Durante la notte il Fabian, che si era fermato a riposare in una casa di Chialina, venne svegliato da partigiani osovani che gli presentarono il capitano georgiano Akaki il quale, con i suoi 30 uomini, intendeva schierarsi con i partigiani contro i tedeschi <60. Nella stessa notte, gli impazienti parlamentari osovani si erano presentati al distaccamento del presidio cosacco di Chialina, chiedendo la resa, ma furono accolti da raffiche di mitra. Ritiratisi senza perdite, con il favore delle tenebre, addossarono al muro della caserma una forte carica esplosiva che fu fatta brillare all’alba.

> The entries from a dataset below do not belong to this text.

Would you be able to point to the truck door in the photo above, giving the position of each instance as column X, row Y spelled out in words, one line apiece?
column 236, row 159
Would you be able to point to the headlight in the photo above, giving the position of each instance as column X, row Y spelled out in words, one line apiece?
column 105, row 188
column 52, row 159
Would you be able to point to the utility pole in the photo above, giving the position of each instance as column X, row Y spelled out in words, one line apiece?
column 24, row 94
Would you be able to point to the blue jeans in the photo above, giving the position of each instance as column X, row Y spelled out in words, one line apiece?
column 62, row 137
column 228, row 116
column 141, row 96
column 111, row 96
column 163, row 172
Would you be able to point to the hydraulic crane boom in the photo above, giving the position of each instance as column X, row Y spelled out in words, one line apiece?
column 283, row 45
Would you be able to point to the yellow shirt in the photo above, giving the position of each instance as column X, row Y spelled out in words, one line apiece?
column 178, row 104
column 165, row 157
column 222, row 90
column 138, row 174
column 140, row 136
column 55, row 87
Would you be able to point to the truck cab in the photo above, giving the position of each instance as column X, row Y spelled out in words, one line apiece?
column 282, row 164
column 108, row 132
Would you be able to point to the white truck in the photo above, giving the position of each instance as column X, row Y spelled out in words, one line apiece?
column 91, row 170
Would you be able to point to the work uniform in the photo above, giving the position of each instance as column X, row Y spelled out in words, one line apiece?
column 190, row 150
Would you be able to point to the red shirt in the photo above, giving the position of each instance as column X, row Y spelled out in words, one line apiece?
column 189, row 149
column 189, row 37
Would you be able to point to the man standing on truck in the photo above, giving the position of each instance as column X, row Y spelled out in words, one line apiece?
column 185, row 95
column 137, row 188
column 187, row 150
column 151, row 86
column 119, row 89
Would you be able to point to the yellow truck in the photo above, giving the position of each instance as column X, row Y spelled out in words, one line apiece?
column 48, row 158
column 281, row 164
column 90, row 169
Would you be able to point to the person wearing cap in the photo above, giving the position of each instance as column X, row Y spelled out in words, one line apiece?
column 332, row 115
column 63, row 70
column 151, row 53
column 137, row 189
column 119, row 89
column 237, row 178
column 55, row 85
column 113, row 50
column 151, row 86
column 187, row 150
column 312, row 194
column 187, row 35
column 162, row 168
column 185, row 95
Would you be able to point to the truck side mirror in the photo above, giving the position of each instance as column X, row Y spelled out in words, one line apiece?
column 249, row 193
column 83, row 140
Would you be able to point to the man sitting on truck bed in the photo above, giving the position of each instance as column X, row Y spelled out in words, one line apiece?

Era iniziata la battaglia di Ovaro. L’esplosione aveva determinato il crollo della palazzina e la morte di numerosi cosacchi e familiari colà alloggiati <61. I partigiani osovani e il battaglione garibaldino, integrato dai georgiani, portavano a fondo l’attacco al distaccamento e malgrado la rabbiosa reazione dei supersiti cosacchi, ne ebbero ben presto ragione, catturando 150 cosacchi che furono trasferiti a Prato Carnico.
I partigiani, imbaldanziti dal successo ottenuto a Chialina, si portarono ad Ovaro e iniziarono l’attacco frontale al grosso del presidio cosacco asserragliato nell’albergo Martinis, e nell’attiguo municipio. Il combattimento si protrasse per alcune ore e la guarnigione cosacca stava per soccombere nei due edifici ormai in fiamme.

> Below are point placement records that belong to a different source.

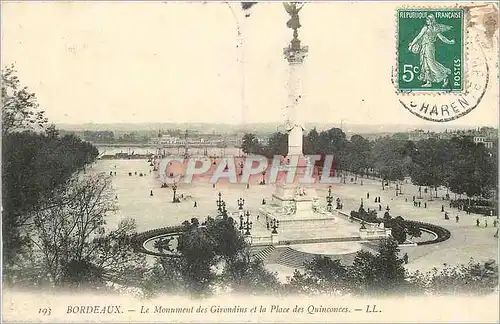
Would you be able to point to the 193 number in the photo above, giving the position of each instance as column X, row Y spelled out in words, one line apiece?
column 409, row 72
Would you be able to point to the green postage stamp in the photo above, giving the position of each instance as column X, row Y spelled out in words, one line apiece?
column 430, row 50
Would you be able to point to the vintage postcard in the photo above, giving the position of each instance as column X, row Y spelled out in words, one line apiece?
column 274, row 162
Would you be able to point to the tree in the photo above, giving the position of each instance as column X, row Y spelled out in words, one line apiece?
column 390, row 161
column 248, row 275
column 277, row 145
column 20, row 110
column 413, row 229
column 33, row 167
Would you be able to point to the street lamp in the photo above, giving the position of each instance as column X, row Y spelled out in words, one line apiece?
column 241, row 222
column 224, row 210
column 248, row 224
column 274, row 225
column 240, row 202
column 329, row 199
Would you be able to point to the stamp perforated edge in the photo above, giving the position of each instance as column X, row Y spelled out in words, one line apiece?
column 467, row 40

A questo punto sopraggiunse la colonna cosacca in ritirata da Villa Santina. Dopo aver fissato l’avversario frontalmente, con il fuoco, il Comandante dell’avanguardia cosacca attuò una manovra di avvolgimento disponendo che gli junker raggiungessero, senza farsi vedere, le alture sovrastanti Ovaro, e da lì investissero sul fianco e sul tergo i reparti partigiani impegnati nell’attacco al Municipio. La sorpresa riuscì e la massa degli osovani, presa tra due fuochi, si dileguò lasciando soli i garibaldini e i georgiani <62. Esaurite le munizioni, anche questi dovettero disimpegnarsi e disperdersi, mentre i cosacchi, padroni del paese, sparavano indiscriminatamente contro le abitazioni e i rari civili che si erano avventurati fuori dalle case. Fu ucciso anche il parroco di Ovaro, accorso per somministrare l’estrema unzione ai civili morti o moribondi. In totale vi furono ventisei morti tra la popolazione <63, cui si aggiunsero tre partigiani e otto georgiani. Alla vista dei caduti georgiani, i cosacchi infuriati infierirono sui loro corpi che disposero, su una piazzetta dietro al Municipio, in modo tale che formassero una stella a cinque punte <64.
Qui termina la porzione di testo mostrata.